The application form/xml file should be sent by email during the week of the CTBVEAG/CHM meetings.
We will assess the information provided and may provide feedback on the content and completeness of the data package. A formal letter with questions to the sponsor will be sent as soon as possible (but no later than 14 days) after the CTBVEAG meeting.
At the CHM meeting the experts will discuss your application, including the responses you provide to the CHM areas for discussion. These are:
- the function of the target in man
- the ability of the subject to maintain a normal physiological response to challenge in the presence of the investigational product
- the transition from preclinical to human testing, particularly with regard to highly species-specific molecules
- the potential for on-target and off-target effects and how this will be handled in the clinic
- the doses used in the relevant animal species (particularly with regard to the use in the animal model of the starting dose to be administered to man)

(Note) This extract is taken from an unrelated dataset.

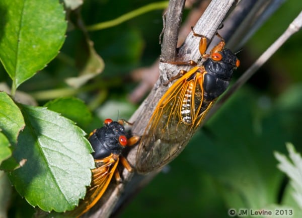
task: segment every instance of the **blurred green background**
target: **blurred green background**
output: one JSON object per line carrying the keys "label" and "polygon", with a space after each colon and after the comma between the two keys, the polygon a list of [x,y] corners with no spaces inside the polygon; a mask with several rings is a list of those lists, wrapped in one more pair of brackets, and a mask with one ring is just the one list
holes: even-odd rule
{"label": "blurred green background", "polygon": [[[81,14],[89,26],[152,2],[86,1]],[[300,0],[287,1],[264,24],[238,54],[242,65],[234,81],[285,31],[301,8]],[[128,118],[138,106],[127,98],[137,85],[130,72],[149,66],[160,54],[162,13],[152,11],[119,25],[89,32],[105,68],[78,93],[77,97],[89,105],[99,105],[93,108],[93,121],[81,126],[87,132],[99,127],[105,118]],[[77,75],[86,54],[85,38],[77,29],[66,35],[60,54],[20,90],[34,95],[65,88],[63,80]],[[290,205],[298,214],[288,180],[277,169],[273,152],[287,154],[287,141],[302,151],[301,38],[301,31],[291,37],[119,217],[228,217],[231,208],[280,208],[275,204]],[[0,74],[0,79],[9,84],[6,75]],[[38,100],[42,105],[47,99]]]}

- a rationale for the starting dose in man (including, for example receptor occupancy)
- a rationale for the study population (particularly for the use of healthy volunteers)
- a rationale for the administration schedule for the initial and subsequent cohorts - this should include the time interval between doses administered to individual subjects
- a rationale for the dose escalation particularly with regard to potential adverse effect
- a rationale for the proposed trial site, including the facilities available
Trials in patients previously treated with an Advanced Therapy Medicinal Product
Previous use of an Advanced Therapy Medicinal Product (ATMP) was a standard exclusion criterion for participation in a clinical trial. Recent data show that despite previous ATMP administration some patients present with disease progression or relapse. Administration of a new Investigational Medicinal Product (IMP) could be therefore justifiable.
identifies the main points to consider when proposing trials of an IMP administered after previous ATMP use.
Documents to send with your application
Your submission package must include:
- a covering letter (when applicable, the subject line should state that the submission is for a Phase I trial and is eligible for a shortened assessment time, or if it is submitted as part of the notification scheme)
- a clinical trial application form in PDF and XML versions
- a protocol document
- an investigator’s brochure (IB) or document replacing the IB
- an investigational medical product dossier (IMPD) or a simplified IMPD (note an ASMF is not acceptable)
- a non-investigational medicinal product dossier (if required)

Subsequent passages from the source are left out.